O Carnaval de Salvador representa a identidade de diferentes grupos formadores da sociedade brasileira. Com a sanção da lei, a festa ganha um selo de reconhecimento em todo o país, homenageando a capital baiana e toda a cadeia produtiva envolvida no evento.
O ministro do Turismo, Celso Sabino, destacou os benefícios do reconhecimento: “O Carnaval de Salvador é conhecido em todo o mundo. Com o reconhecimento, estamos dizendo ao mundo que o Brasil reconhece a importância de uma das experiências culturais mais potentes do planeta, uma festa que gera emprego, renda e que é um orgulho imenso para todos nós”.
Segundo a Prefeitura de Salvador, o Carnaval de 2025 atraiu mais de 1 milhão de pessoas e movimentou cerca de R$ 2 bilhões. O reconhecimento da festa se soma a outros esforços do governo federal para valorizar grandes celebrações populares como ativos turísticos e culturais. Em maio deste ano, o presidente Lula sancionou lei semelhante para o Carnaval de Pernambuco, consolidando a estratégia de fortalecer eventos do tipo e atrair mais visitantes e investimentos.

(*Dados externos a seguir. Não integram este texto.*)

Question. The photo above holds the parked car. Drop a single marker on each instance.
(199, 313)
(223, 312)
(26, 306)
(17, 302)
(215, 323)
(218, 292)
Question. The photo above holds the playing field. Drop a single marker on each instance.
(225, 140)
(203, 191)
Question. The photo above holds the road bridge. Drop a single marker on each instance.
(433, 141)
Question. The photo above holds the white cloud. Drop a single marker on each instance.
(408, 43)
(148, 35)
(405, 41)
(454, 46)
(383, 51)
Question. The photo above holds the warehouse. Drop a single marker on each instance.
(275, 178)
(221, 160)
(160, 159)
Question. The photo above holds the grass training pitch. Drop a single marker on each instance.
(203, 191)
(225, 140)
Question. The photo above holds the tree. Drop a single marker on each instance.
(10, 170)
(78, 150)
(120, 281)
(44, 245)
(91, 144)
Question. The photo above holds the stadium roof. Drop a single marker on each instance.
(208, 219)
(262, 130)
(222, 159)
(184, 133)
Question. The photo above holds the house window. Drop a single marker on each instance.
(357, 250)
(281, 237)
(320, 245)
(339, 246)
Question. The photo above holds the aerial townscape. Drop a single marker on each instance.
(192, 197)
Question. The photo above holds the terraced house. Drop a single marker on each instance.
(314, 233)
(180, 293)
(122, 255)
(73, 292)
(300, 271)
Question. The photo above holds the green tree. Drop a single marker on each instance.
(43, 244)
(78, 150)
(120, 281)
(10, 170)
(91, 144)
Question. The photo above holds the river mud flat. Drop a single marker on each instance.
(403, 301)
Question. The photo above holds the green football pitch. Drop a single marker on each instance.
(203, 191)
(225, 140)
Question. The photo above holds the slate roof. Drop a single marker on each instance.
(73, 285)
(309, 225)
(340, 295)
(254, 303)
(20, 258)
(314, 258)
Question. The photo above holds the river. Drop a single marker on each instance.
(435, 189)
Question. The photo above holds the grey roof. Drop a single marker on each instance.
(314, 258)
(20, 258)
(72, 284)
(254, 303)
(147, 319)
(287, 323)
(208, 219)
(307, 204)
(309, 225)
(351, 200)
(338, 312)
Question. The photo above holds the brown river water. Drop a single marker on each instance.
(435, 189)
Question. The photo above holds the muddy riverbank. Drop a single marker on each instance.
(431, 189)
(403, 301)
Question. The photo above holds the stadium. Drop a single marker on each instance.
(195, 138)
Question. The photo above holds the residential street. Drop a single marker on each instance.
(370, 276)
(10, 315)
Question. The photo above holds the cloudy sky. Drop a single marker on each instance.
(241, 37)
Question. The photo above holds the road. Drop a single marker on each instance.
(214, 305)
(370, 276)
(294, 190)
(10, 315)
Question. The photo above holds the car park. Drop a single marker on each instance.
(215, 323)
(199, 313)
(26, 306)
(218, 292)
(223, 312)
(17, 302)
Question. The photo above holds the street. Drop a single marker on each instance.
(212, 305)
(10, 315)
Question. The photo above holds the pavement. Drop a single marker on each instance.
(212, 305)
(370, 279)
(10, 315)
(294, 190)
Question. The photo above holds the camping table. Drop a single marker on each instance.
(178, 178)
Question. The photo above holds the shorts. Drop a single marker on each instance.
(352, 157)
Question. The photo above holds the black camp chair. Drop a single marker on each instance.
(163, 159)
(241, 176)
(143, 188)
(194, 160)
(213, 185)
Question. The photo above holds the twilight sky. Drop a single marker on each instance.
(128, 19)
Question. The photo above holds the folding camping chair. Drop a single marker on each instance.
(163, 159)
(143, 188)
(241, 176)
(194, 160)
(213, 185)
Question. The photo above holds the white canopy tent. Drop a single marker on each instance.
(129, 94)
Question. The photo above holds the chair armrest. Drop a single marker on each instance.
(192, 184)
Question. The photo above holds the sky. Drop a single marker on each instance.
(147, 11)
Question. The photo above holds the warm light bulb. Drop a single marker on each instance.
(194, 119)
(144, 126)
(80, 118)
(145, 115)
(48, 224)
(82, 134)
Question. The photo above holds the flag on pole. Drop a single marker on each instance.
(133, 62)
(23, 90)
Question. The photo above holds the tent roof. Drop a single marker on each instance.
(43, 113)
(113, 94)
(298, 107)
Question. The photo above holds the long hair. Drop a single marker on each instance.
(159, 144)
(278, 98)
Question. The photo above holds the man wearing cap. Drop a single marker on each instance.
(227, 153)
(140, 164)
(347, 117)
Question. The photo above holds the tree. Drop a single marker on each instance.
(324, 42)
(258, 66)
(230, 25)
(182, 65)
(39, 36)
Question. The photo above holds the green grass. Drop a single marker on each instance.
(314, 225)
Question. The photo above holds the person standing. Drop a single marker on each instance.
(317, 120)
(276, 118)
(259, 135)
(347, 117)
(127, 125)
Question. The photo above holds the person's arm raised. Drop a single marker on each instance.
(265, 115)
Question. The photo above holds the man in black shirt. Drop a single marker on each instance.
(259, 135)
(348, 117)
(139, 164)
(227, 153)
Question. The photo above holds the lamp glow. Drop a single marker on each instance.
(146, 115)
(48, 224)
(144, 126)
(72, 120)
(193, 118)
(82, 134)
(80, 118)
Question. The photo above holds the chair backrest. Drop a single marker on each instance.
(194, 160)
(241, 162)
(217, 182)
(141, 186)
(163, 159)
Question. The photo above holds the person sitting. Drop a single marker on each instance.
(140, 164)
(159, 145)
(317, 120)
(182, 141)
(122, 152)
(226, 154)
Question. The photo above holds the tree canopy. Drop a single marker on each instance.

A festa popular no Brasil teve origem nos “entrudos” lusitanos, durante o período colonial, marcados por brincadeiras com água, farinha e outros elementos dentro das casas. Com o tempo, a celebração migrou para as ruas, e foi em Salvador que ganhou um formato único.
A presença de pessoas negras e escravizadas transformou a manifestação, substituindo as “batalhas” dos entrudos por instrumentos musicais, cantos e danças. Grupos de mascarados, conhecidos como “cucumbis”, desfilavam pelas ruas utilizando a festa como forma de expressão e sátira.